Capricious and arbitrary as the system might be, it serves several contradictory needs at once. It keeps immigrants invisible and off the job market, where they might arouse the resentment of the xenophobes. It also satisfies the need of liberals to believe that their country provides asylum for the downtrodden and persecuted of the world, though in most cases it is impossible for a British bureaucrat to determine whether a person claiming asylum has been, or is in danger of being, persecuted. The assumption of virtue, however, is more important to the liberal than the performance of good; and he is always more interested in generosity in the abstract than in human reality in its messy details. These advantages aside, the consignment of people to such limbo is a vicious policy that profoundly damages them.


The economic costs to the country are considerable. Not only are people who almost by definition are potential assets turned into actual liabilities, burdening the taxpayer, but perverse incentives are put into place. Recently, I saw a Romanian television program extolling Britain as a suitable place for Romanians to go, precisely because they would be better off there, doing absolutely nothing, than if they remained working in Romania. Life as a Romanian immigrant to Britain was like life under a more abundant form of communism, and without the agitprop: three meals a day and no questions asked or duties to perform.


This extraordinary system, which assiduously deports productive people, turns potentially productive people into drones, and encourages the lazy to arrive, results from a combination of sentimentality and mean-mindedness, a peculiarly British combination.


The sentimentality consists of believing that the purpose of immigration is to provide succor for the persecuted rather than opportunity for the enterprising, and that we can truly do good only when we act against our own interests, or when it costs us something tangible to do so.

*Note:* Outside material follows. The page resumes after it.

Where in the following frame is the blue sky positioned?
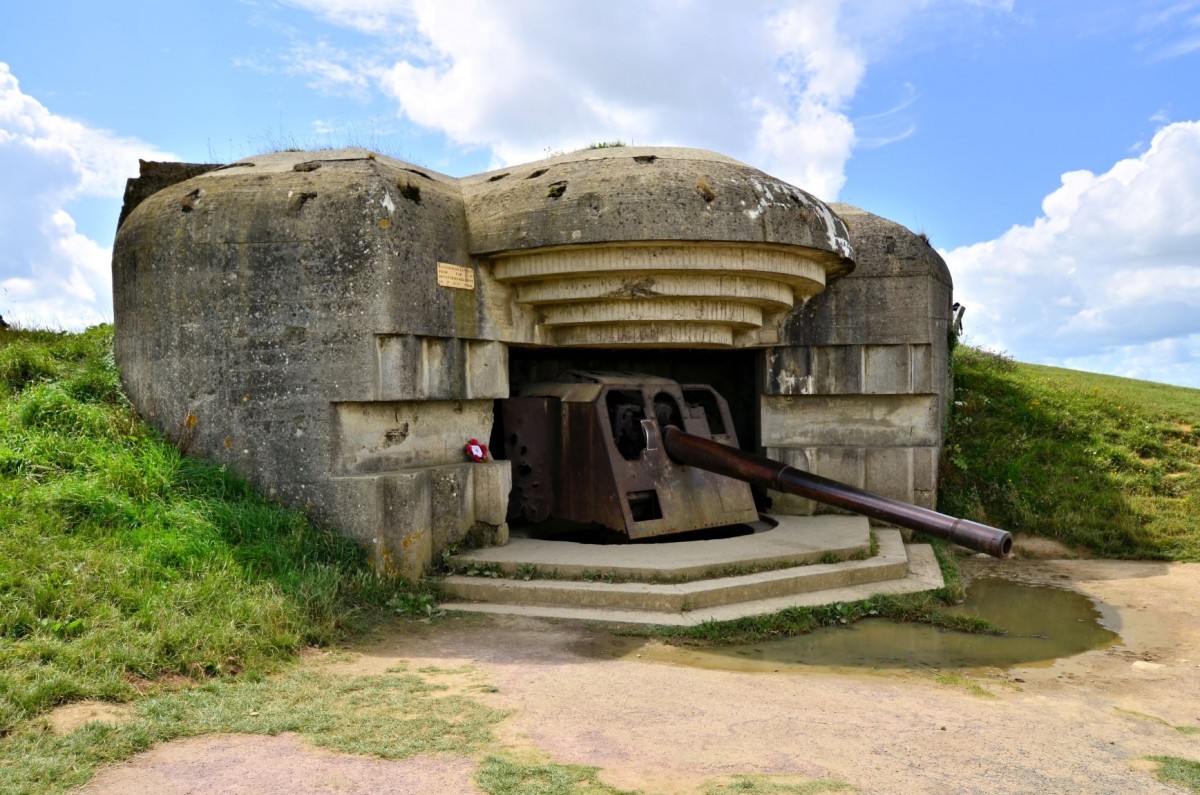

Not surprisingly, the demand for persecuted people duly produces a supply, since to claim persecution brings advantages, however small they might be. That there is no infallible way to distinguish the genuine cases from the fraudulent ones causes the liberal sentimentalist no particular anxiety: he wants to feel generous, not to be generous.


The mean-mindedness consists of the dismal, pessimistic view that wealth is static, not dynamic (a view very widespread in Britain), and that immigrants can only consume wealth, not create it. The mean-mindedness also partakes of the fundamentally racist view that immigration is a cultural threat, because culture is passed on through the blood rather than through the mind. As extreme French nationalists have put it, no Jew can ever truly understand Racine, because his ancestors came from Poland or Russia rather than from Gaul.


There is a simple resolution to the dilemmas of immigration: to allow people entry, but to offer them no public help whatever—other than the permission to work—until they have paid taxes for several years. Those who were truly persecuted and in danger of their lives would surely accept the bargain, and British bureaucrats would no longer have to adjudicate the unanswerable question of whether an individual Algerian was tortured by the government, by the Muslim fundamentalists, or by no one at all. Asylum for the truly persecuted would be automatically available.


As for other immigrants, only the enterprising or hardworking would come. Unease about parasites who no sooner arrive than cost the country money would cease; and the lack of public assistance would promote mutual aid among immigrant groups, who would help their compatriots on condition that they deserved it.

Such a policy would, of course, require the abandonment of the sentimental view of people as victims rather than agents and of the socialist view that one man's wealth is another man's poverty. The xenophobe believes people to be a liability; the liberal needs them to be.